What follows is an initial comparison of selected information retrieval systems on the ClueWeb12 B13 collection using scripts provided by authors/leading contributors of those systems. The systems are listed in alphabetical order.
Two metrics for indexing are reported below: the size of the generated index, and the time taken to generate that index.
System | Type | Size | Time | Terms | Postings | Tokens |
---|---|---|---|---|---|---|
ATIRE | Count | 42.4 GB | 3h 03m | |||
ATIRE | Count + Quantized | 53.4 GB | 4h 25m | |||
JASS | 83.2 GB | ATIRE Quantized + 32m | ||||
MG4J | Count | 17 GB | 2h 38m | 133M | 12.7G | |
MG4J | Position | 58 GB | 3h 20m | 133M | 12.7G | 33.8G |
- The quantized index pre-calculates the BM25 scores at indexing time and stores these instead of term frequencies, more about the quantization in ATIRE can be found in Crane et al. (2013).
- The quantization is performed single threaded although easily parallelized.
- Both indexes were not stemmed.
- Both indexes were pruned of SGML tags, used for typically unused search time features.
- Both indexes postings lists are stored impact ordered, with docids being compressed using variable-byte compression after being delta encoded.
Both retrieval efficiency (by query latency) and effectiveness (MAP@1000) were measured on two query sets: 201-250, and 251-300.
- ATIRE uses a modified version of BM25, described here.

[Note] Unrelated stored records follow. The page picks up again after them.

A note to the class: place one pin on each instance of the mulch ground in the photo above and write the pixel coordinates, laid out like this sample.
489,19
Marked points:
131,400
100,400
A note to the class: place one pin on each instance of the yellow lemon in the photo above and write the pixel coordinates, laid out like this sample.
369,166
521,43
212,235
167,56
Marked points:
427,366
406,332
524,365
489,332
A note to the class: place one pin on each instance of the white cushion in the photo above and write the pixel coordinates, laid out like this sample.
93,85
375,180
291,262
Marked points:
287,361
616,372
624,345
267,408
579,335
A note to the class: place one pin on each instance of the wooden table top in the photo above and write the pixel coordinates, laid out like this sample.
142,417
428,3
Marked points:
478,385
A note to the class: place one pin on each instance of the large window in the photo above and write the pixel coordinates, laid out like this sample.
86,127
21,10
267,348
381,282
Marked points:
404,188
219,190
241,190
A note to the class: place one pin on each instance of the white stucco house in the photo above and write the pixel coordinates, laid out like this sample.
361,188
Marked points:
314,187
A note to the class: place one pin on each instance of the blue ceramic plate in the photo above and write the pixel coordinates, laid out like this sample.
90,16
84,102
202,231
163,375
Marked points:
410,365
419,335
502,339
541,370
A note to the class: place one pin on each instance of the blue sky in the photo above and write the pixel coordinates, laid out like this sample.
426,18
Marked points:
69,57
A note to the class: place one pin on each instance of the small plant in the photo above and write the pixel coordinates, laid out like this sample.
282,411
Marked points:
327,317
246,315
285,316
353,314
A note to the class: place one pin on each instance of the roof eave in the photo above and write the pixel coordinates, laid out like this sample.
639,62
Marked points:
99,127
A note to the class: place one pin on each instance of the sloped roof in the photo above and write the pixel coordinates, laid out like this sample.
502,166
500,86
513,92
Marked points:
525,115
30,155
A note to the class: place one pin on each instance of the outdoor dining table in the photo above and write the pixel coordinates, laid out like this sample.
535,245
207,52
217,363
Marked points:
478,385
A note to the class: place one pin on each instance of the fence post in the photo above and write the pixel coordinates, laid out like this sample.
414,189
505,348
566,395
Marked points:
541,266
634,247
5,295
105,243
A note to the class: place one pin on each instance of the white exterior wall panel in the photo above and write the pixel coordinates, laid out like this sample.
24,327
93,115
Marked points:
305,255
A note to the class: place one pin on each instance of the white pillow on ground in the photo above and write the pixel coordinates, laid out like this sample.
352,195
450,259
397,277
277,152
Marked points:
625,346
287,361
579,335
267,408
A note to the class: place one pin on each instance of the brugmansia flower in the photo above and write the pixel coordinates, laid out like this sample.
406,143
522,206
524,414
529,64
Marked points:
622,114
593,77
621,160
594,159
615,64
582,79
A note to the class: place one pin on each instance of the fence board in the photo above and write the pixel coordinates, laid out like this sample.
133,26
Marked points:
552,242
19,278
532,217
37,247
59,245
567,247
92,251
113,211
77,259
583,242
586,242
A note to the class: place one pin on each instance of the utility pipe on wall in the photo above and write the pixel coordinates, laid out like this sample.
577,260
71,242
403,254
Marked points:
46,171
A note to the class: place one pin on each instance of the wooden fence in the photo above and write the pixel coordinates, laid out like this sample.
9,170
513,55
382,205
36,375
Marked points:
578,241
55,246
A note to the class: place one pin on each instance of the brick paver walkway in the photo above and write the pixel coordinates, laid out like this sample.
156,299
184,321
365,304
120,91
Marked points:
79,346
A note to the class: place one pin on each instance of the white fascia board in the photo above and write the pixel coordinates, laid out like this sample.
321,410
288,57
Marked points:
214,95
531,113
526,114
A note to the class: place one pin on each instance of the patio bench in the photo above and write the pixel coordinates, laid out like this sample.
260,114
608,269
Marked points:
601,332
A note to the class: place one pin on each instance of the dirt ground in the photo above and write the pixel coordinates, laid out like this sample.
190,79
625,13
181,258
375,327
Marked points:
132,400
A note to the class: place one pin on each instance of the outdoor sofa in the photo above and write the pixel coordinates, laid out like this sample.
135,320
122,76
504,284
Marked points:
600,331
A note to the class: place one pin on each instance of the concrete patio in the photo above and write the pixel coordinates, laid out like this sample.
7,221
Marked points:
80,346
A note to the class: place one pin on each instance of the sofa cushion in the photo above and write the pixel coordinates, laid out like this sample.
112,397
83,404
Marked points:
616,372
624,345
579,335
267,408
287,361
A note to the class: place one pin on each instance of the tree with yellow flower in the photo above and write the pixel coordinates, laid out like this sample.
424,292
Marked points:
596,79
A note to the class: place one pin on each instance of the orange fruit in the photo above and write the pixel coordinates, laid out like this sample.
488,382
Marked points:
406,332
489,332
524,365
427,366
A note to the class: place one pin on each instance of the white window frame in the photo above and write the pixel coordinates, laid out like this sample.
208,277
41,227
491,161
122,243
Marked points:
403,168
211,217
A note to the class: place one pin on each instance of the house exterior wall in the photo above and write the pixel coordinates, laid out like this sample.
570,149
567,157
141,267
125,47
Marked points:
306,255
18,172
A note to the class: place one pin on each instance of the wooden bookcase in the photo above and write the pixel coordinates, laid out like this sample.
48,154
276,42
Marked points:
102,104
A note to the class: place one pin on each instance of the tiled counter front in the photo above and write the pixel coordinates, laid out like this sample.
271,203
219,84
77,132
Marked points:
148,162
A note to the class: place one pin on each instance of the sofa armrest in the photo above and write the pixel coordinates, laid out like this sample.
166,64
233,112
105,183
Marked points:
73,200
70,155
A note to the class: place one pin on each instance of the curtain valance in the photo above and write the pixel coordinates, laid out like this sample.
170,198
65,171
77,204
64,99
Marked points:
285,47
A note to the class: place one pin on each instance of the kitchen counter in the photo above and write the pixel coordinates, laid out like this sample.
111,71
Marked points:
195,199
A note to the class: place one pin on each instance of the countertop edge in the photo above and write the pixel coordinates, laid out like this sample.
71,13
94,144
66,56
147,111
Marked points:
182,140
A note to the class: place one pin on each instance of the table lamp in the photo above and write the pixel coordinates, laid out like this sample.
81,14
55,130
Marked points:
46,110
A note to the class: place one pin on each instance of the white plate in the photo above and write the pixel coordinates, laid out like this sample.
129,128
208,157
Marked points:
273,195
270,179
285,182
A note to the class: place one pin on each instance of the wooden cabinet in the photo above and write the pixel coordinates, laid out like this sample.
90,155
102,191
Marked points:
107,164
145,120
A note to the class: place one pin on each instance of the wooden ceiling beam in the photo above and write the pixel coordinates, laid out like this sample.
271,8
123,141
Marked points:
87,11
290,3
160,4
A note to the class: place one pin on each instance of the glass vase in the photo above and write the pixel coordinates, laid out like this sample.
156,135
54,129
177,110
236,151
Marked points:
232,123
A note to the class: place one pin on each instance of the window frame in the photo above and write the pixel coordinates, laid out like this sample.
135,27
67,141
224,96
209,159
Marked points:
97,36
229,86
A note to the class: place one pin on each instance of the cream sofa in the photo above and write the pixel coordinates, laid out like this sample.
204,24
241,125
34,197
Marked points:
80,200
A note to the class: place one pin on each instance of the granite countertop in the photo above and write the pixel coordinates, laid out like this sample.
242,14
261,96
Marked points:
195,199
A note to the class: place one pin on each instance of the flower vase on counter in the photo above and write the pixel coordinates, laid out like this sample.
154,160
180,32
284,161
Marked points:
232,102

- Searching was done using top-k search also described in the above paper.
- This is not early termination, all documents for all terms in the query still get scored.
- BM25 parameters were set to the default for ATIRE,
k1=0.9 b=0.4
. - Only stopping of tags was performed, this has no effect on search.
See the description for the Gov2 runs.
The table below shows the average search time across queries by query set. The search times were taken from the internal reporting of each systems.
System | Model | Index | Topics 201-250 | Topics 251-300 |
---|---|---|---|---|
ATIRE | BM25 | Count | 809ms | 788ms |
ATIRE | Quantized BM25 | Count + Quantized | 290ms | 296ms |
JASS | 222ms | 261ms | ||
JASS | 5M Postings | 103ms | 88ms | |
MG4J | BM25 | Count | 706ms | 570ms |
MG4J | Model B | Count | 60ms | 73ms |
MG4J | Model B+ | Position | 122ms | 258ms |
The systems generated run files to be consumed by the trec_eval
tool. Each system was evaluated on the top 1000 results for each query, and the table below shows the MAP scores for the systems.
System | Model | Index | Topics 201-250 | Topics 251-300 |
---|---|---|---|---|
ATIRE | BM25 | Count | 0.0439 | 0.0196 |
ATIRE | Quantized BM25 | Count + Quantized | 0.0429 | 0.0201 |
JASS | 0.0429 | 0.0201 | ||
JASS | 5M Postings | 0.0393 | 0.0193 | |
MG4J | BM25 | Count | 0.0410 | 0.0207 |
MG4J | Model B | Count | 0.0418 | 0.0206 |
MG4J | Model B+ | Position | 0.0402 | 0.0166 |
TODO: Need to run statistical analyses.